Hello, Intelligent Poka Yoke
Poka yoke has remained stubbornly manual because Industry 4.0 technology has been focused on machines and machine-driven datasets.
Industry 4.0 is effectively blind to the activities of humans, even though humans remain manufacturing’s biggest contributor to value and to variability.
Lean manufacturing replaced mass manufacturing over the previous four decades. Perhaps intelligent lean manufacturing is the next?
The next generation of Industry 4.0 technologies will finally usher in true digital transformation in the factory by helping the human workforce increase the value they deliver—and accelerating the efforts of the engineers to reduce the variability they create.

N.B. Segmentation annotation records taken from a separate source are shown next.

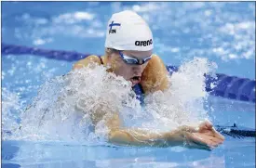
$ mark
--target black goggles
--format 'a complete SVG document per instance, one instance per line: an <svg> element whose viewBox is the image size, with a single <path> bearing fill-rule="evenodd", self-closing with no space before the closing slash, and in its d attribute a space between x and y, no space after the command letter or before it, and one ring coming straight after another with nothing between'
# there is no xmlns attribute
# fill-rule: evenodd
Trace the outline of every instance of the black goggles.
<svg viewBox="0 0 256 168"><path fill-rule="evenodd" d="M147 61L149 61L152 58L152 55L151 55L145 58L139 59L139 58L126 56L121 51L119 51L119 55L127 64L132 64L132 65L142 65L142 64L146 63Z"/></svg>

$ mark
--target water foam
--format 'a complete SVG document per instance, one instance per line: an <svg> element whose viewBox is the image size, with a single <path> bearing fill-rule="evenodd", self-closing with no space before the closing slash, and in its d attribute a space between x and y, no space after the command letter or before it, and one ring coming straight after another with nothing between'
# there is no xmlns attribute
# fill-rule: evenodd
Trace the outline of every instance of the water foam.
<svg viewBox="0 0 256 168"><path fill-rule="evenodd" d="M95 114L99 109L108 113L118 111L125 126L151 131L197 125L208 118L203 107L208 97L204 73L215 68L199 58L184 63L169 77L169 88L146 96L142 108L131 83L108 73L105 67L92 64L73 71L43 84L34 102L20 113L21 123L16 124L12 136L5 138L99 144L106 140L108 133L104 120L92 126L94 115L105 114Z"/></svg>

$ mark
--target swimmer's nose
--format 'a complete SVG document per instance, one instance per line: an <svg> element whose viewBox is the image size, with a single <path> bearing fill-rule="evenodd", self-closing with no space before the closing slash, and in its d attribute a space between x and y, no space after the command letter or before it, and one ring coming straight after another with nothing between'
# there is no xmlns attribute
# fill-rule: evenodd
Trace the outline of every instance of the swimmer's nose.
<svg viewBox="0 0 256 168"><path fill-rule="evenodd" d="M138 71L138 72L141 73L143 71L143 66L142 65L134 65L133 68L132 68L132 70L134 71Z"/></svg>

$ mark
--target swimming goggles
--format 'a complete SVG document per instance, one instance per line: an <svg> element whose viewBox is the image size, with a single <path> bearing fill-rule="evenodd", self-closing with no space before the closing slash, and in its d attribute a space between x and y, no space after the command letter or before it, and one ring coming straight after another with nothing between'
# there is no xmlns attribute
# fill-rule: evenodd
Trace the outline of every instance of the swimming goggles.
<svg viewBox="0 0 256 168"><path fill-rule="evenodd" d="M126 56L121 51L119 51L119 55L127 64L132 64L132 65L142 65L142 64L146 63L148 60L150 60L152 58L152 55L151 55L150 57L147 57L145 58L139 59L139 58Z"/></svg>

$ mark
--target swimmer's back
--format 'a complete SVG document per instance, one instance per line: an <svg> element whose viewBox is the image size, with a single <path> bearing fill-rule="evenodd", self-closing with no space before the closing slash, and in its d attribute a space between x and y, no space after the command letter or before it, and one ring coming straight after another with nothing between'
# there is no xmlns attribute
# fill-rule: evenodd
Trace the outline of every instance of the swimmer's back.
<svg viewBox="0 0 256 168"><path fill-rule="evenodd" d="M81 69L87 67L90 63L106 65L106 57L98 57L95 55L88 56L77 61L73 69ZM168 72L162 59L158 56L153 55L141 74L141 84L143 92L147 94L157 90L166 90L168 87Z"/></svg>

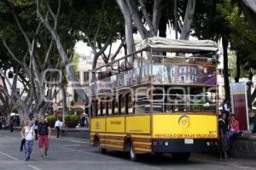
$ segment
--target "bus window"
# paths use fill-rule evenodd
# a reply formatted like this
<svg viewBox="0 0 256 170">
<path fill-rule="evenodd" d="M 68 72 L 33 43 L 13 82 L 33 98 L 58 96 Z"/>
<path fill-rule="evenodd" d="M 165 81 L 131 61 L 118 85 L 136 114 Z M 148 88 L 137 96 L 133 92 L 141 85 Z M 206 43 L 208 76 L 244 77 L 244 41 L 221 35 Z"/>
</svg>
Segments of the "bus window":
<svg viewBox="0 0 256 170">
<path fill-rule="evenodd" d="M 119 103 L 118 115 L 121 115 L 121 112 L 122 112 L 122 109 L 121 109 L 122 108 L 122 106 L 121 106 L 121 105 L 122 105 L 122 95 L 119 96 L 119 102 L 118 103 Z"/>
<path fill-rule="evenodd" d="M 128 94 L 127 95 L 127 112 L 128 114 L 133 114 L 133 100 L 132 96 L 131 94 Z"/>
<path fill-rule="evenodd" d="M 91 101 L 90 109 L 90 116 L 95 116 L 95 101 Z"/>
<path fill-rule="evenodd" d="M 112 100 L 110 98 L 107 99 L 107 103 L 106 103 L 106 110 L 107 110 L 107 115 L 112 115 Z"/>
<path fill-rule="evenodd" d="M 115 114 L 115 108 L 116 108 L 116 106 L 115 106 L 115 102 L 116 102 L 116 99 L 115 99 L 115 96 L 113 96 L 113 99 L 112 99 L 112 101 L 111 101 L 111 109 L 112 109 L 112 115 L 114 115 Z"/>
<path fill-rule="evenodd" d="M 126 112 L 125 112 L 125 95 L 121 95 L 121 105 L 120 105 L 120 107 L 121 107 L 121 115 L 125 115 Z"/>
<path fill-rule="evenodd" d="M 216 89 L 206 88 L 191 89 L 191 110 L 215 111 Z"/>
<path fill-rule="evenodd" d="M 96 100 L 96 102 L 95 102 L 95 115 L 96 115 L 96 116 L 100 116 L 100 114 L 101 114 L 101 107 L 100 107 L 100 105 L 99 105 L 100 104 L 99 104 L 99 101 L 98 100 Z"/>
<path fill-rule="evenodd" d="M 166 112 L 183 112 L 186 110 L 186 89 L 183 88 L 169 88 L 166 90 Z"/>
<path fill-rule="evenodd" d="M 163 88 L 156 88 L 153 92 L 153 112 L 162 113 L 165 106 L 165 93 Z"/>
<path fill-rule="evenodd" d="M 135 92 L 134 110 L 135 114 L 150 112 L 150 97 L 146 89 Z"/>
<path fill-rule="evenodd" d="M 101 116 L 106 115 L 104 99 L 101 99 Z"/>
</svg>

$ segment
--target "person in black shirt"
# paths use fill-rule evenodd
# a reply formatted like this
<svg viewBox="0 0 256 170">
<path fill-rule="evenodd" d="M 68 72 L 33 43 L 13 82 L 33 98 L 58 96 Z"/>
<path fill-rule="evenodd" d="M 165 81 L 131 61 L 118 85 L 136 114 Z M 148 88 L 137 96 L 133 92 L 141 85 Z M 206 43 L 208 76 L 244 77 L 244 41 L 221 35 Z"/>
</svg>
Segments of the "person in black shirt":
<svg viewBox="0 0 256 170">
<path fill-rule="evenodd" d="M 49 139 L 50 137 L 50 127 L 44 120 L 44 116 L 41 116 L 40 122 L 38 123 L 38 146 L 40 149 L 41 156 L 44 157 L 44 156 L 47 156 L 49 150 Z"/>
<path fill-rule="evenodd" d="M 228 145 L 226 141 L 227 128 L 225 124 L 226 114 L 223 112 L 218 119 L 218 139 L 220 158 L 228 158 Z"/>
</svg>

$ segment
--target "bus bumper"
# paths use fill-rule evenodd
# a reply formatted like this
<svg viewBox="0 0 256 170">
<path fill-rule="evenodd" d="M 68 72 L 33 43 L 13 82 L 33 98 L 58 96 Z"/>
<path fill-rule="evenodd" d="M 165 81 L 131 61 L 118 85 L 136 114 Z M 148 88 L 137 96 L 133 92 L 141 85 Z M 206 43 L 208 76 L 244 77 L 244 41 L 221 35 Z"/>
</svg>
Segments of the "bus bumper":
<svg viewBox="0 0 256 170">
<path fill-rule="evenodd" d="M 216 152 L 218 150 L 218 139 L 152 139 L 154 153 Z"/>
</svg>

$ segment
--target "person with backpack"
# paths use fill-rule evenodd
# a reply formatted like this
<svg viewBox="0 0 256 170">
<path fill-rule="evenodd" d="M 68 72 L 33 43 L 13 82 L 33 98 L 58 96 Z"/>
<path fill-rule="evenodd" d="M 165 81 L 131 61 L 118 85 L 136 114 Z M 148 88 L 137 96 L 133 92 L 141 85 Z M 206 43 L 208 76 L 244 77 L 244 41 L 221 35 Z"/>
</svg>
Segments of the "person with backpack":
<svg viewBox="0 0 256 170">
<path fill-rule="evenodd" d="M 58 119 L 55 123 L 55 128 L 57 130 L 57 138 L 60 138 L 61 128 L 62 128 L 62 122 Z"/>
<path fill-rule="evenodd" d="M 24 144 L 25 157 L 26 157 L 26 161 L 27 162 L 30 159 L 32 151 L 32 147 L 34 144 L 33 140 L 35 139 L 35 133 L 34 133 L 33 127 L 32 126 L 31 121 L 26 122 L 26 125 L 22 128 L 20 131 L 20 134 L 21 134 L 21 138 L 25 139 L 25 144 Z"/>
<path fill-rule="evenodd" d="M 44 156 L 47 156 L 49 150 L 49 139 L 50 137 L 50 127 L 46 122 L 44 116 L 41 116 L 40 122 L 38 122 L 38 146 L 40 150 L 41 157 L 44 157 Z"/>
</svg>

The practice of poka yoke is about to get even more important because, with the next generation of tools, the overhead of poka yoke is poised to drop. When poka yoke can be built, applied and iterated at scale, minor improvements can cascade into major financial gains that may be felt as high as earnings per share. Far from accelerating automation, intelligent poka yoke—which brings computational assistance to the assembly line—might be a step towards true human/machine collaboration, and a driver for greater factory employment.